Erst recht, wenn man viel außerstädtisch unterwegs ist. Einen Kritikpunkt muss sich CNG gefallen lassen: Nicht alle Tankstellen oder Zapfsäulen im Niemandsland sind an die üblichen Tankkartennetze von DKV oder UTA angeschlossen. So muss also durchaus auch mal die EC- oder Kreditkarte herhalten - ein Problem, ohne Zweifel.Die Pauschalaussage, dass es zu wenige Tankstellen gibt, ist partiell sicherlich ebenfalls richtig - und gleichzeitig auch nicht.
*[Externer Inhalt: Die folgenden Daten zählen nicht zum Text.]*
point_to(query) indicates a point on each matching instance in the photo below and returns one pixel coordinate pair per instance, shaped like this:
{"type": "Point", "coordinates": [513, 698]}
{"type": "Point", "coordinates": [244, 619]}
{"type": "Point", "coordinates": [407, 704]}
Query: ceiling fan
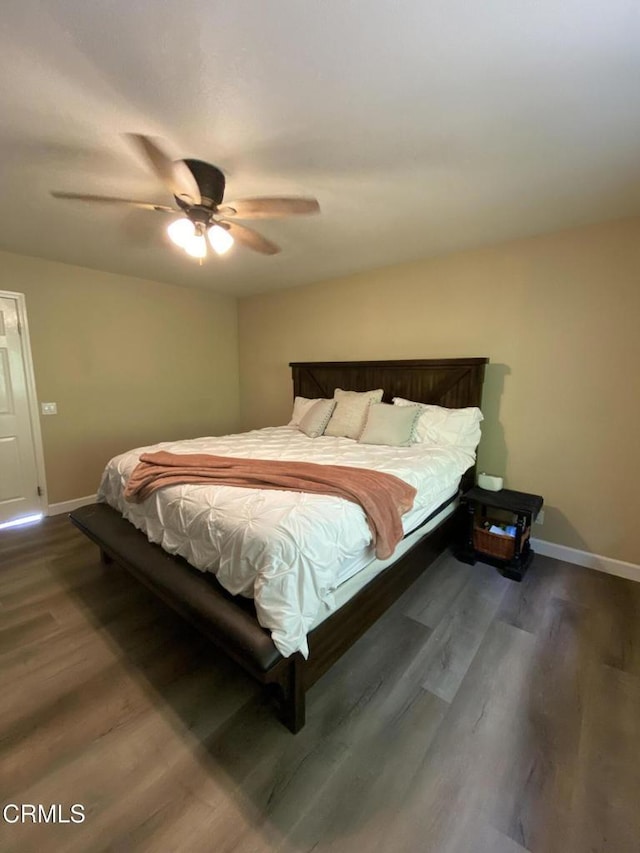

Ein Ausbau des Netzes wäre in jedem Fall wünschenswert, um CNG voranzutreiben. Vielleicht sollte hier auch der Volkswagen-Konzern mal Gas geben, wie er es bei der Elektrifizierung tut und zu den etwa 850 Erdgastankstellen weitere hinzufügen - aber da ist die Antwort bekannt:"Wir sind kein Tankstellenanbieter." Immerhin: Stromanbieter ist VW mittlerweile schon mal.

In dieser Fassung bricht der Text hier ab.